Also, for the wood I'm using, I read elsewhere that you can use Shellac if you let it sit for a couple days before introducing it to the birds. Is this true? 
Whew- I have many more questions, but these come first since they need their new home, and they need it asap!
Thanks for any advice you all might have for this newbie!


----------



## Doves1111 (Mar 5, 2005)

Hi...welcome to PT and congratulations on your new doves...they are beautiful!

Chicken wire for a indoor cage is fine. Doves don't chew on the wire or wood like hookbills do. Painting or polyurethaning the wood is safe. They say that new galvanized wire should be washed down before you use it for birds...which you did. Apple Cider Vinegar is also good to use to wash the wire down. But again...doves are not going to chew on it like a hookbill would. As long as you wash the poop off the wire...it should last a long, long time. I still have a 50 year old galvanized wire cage that I had since I was a kid...and it was old and used before I got it. Painting the outside wire with a flat black paint will make you doves show up better and be more attractive than the shiny galvanized wire...but that's totally up to you.

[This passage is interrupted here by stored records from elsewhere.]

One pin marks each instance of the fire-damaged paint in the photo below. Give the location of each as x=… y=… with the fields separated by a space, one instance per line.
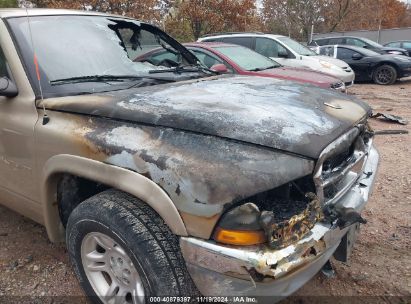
x=267 y=112
x=173 y=159
x=192 y=138
x=217 y=152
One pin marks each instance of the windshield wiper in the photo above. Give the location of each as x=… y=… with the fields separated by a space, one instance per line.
x=263 y=69
x=95 y=78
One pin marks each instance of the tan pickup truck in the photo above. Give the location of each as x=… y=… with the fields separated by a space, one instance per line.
x=166 y=179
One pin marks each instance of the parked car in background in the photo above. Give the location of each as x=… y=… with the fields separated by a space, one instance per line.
x=236 y=59
x=369 y=65
x=404 y=44
x=360 y=42
x=287 y=52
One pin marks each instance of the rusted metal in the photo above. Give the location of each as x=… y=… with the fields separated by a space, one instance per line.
x=284 y=233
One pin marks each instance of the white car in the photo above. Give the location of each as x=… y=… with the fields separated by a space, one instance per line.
x=287 y=52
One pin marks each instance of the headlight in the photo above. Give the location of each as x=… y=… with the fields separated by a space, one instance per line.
x=340 y=86
x=326 y=64
x=278 y=217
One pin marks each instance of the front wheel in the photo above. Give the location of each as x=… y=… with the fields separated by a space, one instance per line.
x=123 y=252
x=385 y=74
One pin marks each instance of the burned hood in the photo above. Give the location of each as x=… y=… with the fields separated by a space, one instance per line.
x=278 y=114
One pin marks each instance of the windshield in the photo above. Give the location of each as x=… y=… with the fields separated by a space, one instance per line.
x=246 y=58
x=372 y=43
x=77 y=47
x=297 y=47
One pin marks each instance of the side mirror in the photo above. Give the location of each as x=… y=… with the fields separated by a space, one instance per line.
x=356 y=56
x=7 y=87
x=219 y=68
x=282 y=53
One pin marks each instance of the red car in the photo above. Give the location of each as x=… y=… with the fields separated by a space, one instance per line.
x=230 y=58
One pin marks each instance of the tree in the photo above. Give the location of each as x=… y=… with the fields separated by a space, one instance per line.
x=147 y=10
x=201 y=17
x=293 y=17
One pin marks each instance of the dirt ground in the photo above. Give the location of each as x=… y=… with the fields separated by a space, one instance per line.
x=380 y=267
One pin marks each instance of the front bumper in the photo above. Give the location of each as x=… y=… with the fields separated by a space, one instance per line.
x=221 y=270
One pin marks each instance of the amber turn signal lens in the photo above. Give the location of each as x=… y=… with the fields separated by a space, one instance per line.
x=239 y=237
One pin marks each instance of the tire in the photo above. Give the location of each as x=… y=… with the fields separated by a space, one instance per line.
x=113 y=227
x=384 y=74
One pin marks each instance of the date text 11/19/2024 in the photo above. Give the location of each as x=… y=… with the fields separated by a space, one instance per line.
x=202 y=299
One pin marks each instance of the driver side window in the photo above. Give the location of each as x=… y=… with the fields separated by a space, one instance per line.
x=268 y=47
x=159 y=57
x=3 y=65
x=343 y=53
x=356 y=42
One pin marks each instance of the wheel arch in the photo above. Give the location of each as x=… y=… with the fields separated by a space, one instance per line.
x=112 y=176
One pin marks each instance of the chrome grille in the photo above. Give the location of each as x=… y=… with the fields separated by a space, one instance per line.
x=340 y=165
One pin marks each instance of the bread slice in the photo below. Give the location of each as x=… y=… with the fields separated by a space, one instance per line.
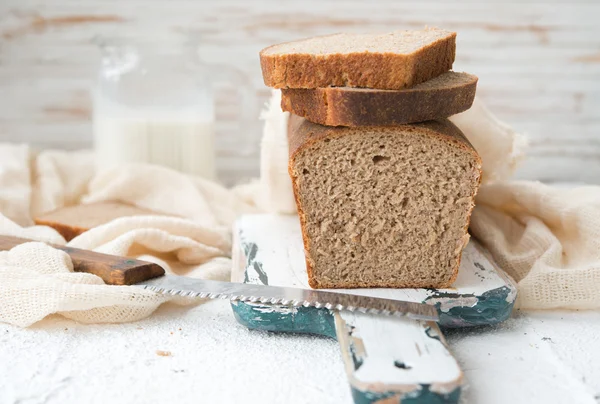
x=440 y=97
x=71 y=221
x=383 y=206
x=390 y=61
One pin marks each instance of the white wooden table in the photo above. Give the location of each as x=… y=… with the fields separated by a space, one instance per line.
x=202 y=354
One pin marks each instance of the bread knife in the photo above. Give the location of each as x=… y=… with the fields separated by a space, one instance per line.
x=116 y=270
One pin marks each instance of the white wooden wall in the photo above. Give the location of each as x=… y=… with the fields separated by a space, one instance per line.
x=538 y=63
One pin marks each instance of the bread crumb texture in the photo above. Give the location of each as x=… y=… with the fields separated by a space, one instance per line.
x=384 y=207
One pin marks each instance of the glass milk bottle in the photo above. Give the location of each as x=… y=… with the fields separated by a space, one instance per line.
x=156 y=106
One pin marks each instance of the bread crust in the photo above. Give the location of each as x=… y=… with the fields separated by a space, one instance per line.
x=441 y=97
x=384 y=70
x=303 y=133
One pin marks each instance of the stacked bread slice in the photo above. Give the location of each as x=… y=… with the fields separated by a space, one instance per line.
x=384 y=183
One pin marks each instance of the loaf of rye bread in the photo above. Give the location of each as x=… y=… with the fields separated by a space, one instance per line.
x=382 y=206
x=390 y=61
x=440 y=97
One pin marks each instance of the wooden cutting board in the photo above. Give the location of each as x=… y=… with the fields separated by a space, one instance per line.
x=385 y=358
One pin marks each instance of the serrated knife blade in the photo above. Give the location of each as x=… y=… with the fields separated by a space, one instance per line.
x=286 y=296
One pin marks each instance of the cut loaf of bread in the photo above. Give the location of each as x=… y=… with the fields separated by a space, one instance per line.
x=390 y=61
x=440 y=97
x=383 y=206
x=71 y=221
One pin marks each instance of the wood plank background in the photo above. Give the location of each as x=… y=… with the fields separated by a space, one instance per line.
x=539 y=64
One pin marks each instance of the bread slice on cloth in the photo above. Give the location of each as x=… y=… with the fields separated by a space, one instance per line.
x=71 y=221
x=443 y=96
x=390 y=61
x=383 y=206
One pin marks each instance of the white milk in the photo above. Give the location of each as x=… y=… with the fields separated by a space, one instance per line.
x=178 y=138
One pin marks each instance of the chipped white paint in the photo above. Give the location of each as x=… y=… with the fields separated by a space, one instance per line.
x=537 y=64
x=400 y=353
x=280 y=239
x=382 y=354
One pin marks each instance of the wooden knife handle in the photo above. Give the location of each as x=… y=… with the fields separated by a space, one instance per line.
x=112 y=269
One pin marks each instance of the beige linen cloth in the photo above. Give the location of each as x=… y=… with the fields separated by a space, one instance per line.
x=547 y=239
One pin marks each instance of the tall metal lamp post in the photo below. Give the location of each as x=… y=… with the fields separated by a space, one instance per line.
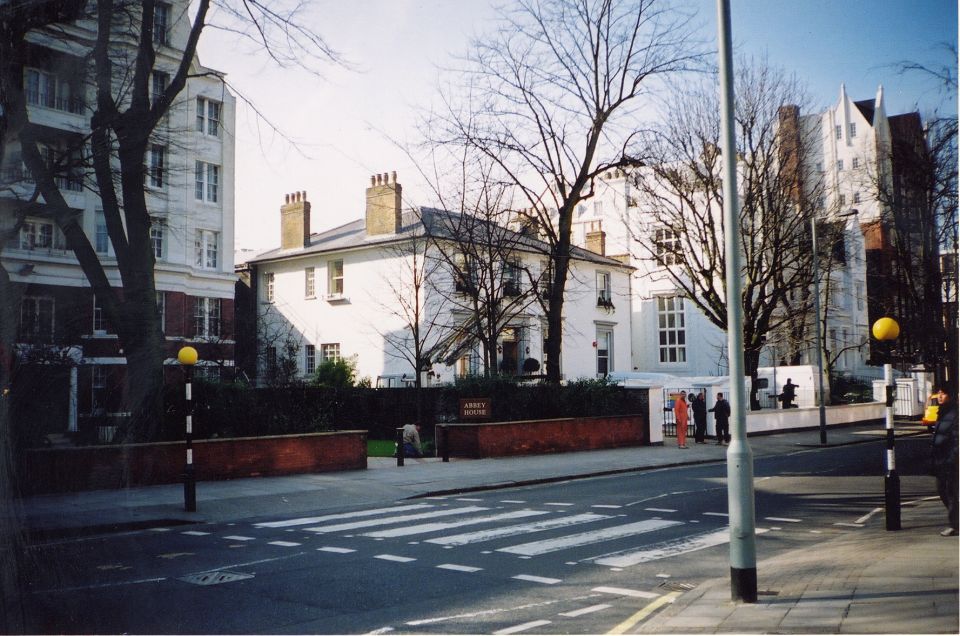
x=887 y=330
x=187 y=356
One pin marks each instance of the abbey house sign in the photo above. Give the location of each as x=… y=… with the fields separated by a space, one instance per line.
x=475 y=409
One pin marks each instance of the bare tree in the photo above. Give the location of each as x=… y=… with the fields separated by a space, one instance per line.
x=551 y=98
x=680 y=192
x=128 y=114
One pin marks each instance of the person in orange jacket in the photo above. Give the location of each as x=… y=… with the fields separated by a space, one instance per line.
x=681 y=414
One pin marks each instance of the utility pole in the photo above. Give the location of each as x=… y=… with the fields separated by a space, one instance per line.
x=743 y=549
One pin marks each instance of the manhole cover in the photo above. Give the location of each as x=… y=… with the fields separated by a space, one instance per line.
x=215 y=578
x=677 y=586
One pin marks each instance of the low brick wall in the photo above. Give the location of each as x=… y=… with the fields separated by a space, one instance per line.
x=533 y=437
x=50 y=470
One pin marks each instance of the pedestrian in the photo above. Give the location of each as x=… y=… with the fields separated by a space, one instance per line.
x=411 y=441
x=700 y=418
x=789 y=394
x=682 y=416
x=721 y=416
x=943 y=451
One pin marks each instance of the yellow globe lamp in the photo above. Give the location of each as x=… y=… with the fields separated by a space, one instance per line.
x=187 y=356
x=886 y=329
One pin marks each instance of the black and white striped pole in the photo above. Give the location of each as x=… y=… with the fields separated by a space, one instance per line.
x=187 y=356
x=887 y=330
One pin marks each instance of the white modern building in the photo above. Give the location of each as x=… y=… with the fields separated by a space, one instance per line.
x=348 y=292
x=189 y=176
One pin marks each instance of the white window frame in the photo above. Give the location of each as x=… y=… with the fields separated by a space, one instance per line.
x=206 y=317
x=671 y=330
x=206 y=182
x=206 y=249
x=335 y=278
x=310 y=282
x=330 y=351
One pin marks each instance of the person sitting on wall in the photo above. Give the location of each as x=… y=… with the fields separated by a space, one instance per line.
x=411 y=441
x=789 y=394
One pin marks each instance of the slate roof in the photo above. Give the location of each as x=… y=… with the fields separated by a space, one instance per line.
x=418 y=223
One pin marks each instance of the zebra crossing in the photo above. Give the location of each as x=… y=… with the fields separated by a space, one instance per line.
x=513 y=527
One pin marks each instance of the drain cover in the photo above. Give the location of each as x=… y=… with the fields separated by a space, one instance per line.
x=215 y=578
x=677 y=586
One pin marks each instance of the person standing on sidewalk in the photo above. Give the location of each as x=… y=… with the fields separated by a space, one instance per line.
x=699 y=418
x=944 y=454
x=721 y=415
x=682 y=417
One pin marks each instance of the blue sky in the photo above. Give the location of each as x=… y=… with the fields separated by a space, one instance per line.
x=342 y=122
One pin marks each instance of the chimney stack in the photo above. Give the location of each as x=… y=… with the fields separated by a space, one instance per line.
x=383 y=204
x=295 y=221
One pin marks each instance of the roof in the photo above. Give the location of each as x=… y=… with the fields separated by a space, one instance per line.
x=421 y=223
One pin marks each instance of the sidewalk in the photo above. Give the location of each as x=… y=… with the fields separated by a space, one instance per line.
x=869 y=582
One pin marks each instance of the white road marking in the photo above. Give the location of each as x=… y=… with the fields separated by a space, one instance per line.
x=424 y=528
x=622 y=591
x=584 y=538
x=522 y=627
x=509 y=531
x=498 y=610
x=458 y=568
x=585 y=610
x=385 y=521
x=394 y=558
x=305 y=521
x=537 y=579
x=664 y=549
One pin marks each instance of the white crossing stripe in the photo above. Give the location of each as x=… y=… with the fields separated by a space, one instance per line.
x=509 y=531
x=586 y=610
x=537 y=579
x=458 y=568
x=522 y=627
x=395 y=558
x=386 y=521
x=584 y=538
x=622 y=591
x=424 y=528
x=666 y=549
x=305 y=521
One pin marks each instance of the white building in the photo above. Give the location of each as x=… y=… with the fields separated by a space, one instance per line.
x=190 y=183
x=347 y=292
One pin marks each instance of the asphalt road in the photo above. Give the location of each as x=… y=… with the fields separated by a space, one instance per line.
x=575 y=557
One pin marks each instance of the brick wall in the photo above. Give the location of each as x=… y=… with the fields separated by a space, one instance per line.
x=50 y=470
x=502 y=439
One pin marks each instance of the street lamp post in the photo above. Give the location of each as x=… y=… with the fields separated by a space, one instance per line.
x=887 y=330
x=187 y=356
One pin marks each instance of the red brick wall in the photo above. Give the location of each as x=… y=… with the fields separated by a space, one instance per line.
x=502 y=439
x=51 y=470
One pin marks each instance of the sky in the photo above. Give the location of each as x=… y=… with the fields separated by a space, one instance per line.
x=341 y=128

It sounds like you are doing your research and on the way to the "wonder world of doves!" 

Dawn


----------



## spirit wings (Mar 29, 2008)

hi there! your doves are lovely... glad they found a good home with you! you sound like a caring "owner".. here is a pic of a cage I used for my doves, the price was reasonable.. I found it online... sorry can not remember where, but if you search you may beable to find one like it if you do not want to make your own.....( oh the sliding trays are out in the picture.)


----------



## doveone52 (Aug 3, 2009)

Your doves are beautiful! It's wonderful that they finally have someone who cares enough to improve their lives!


----------



## Doves1111 (Mar 5, 2005)

I agree...that is an excellent cage for pet doves... !!!

Dawn


----------



## Libis (Oct 8, 2010)

This is what my ringnecks live in. The cage on top is where my diamond doves live (Edmund used to live in there by himself.)
I feed them Kaytee Supreme dove daily blend. They also need grit. The kind I use is Kaytee Hi-Cal Grit. 
I'm not sure about the chicken wire, I've never tried that approach. All I can think of is make sure their heads can't get stuck in the grade/size of wire you choose. They love space though, so the more you can give them to live in the more spoiled and happy they will be. 
Yours' like the window? Mine are scared of it, but it's probably b/c of all the hawks around here. Do be sure to give them an area of "refuge" where they feel hidden if they live on the windowsill. That way nobody gets stressed out.

Your babies are gorgeous, by the way!


----------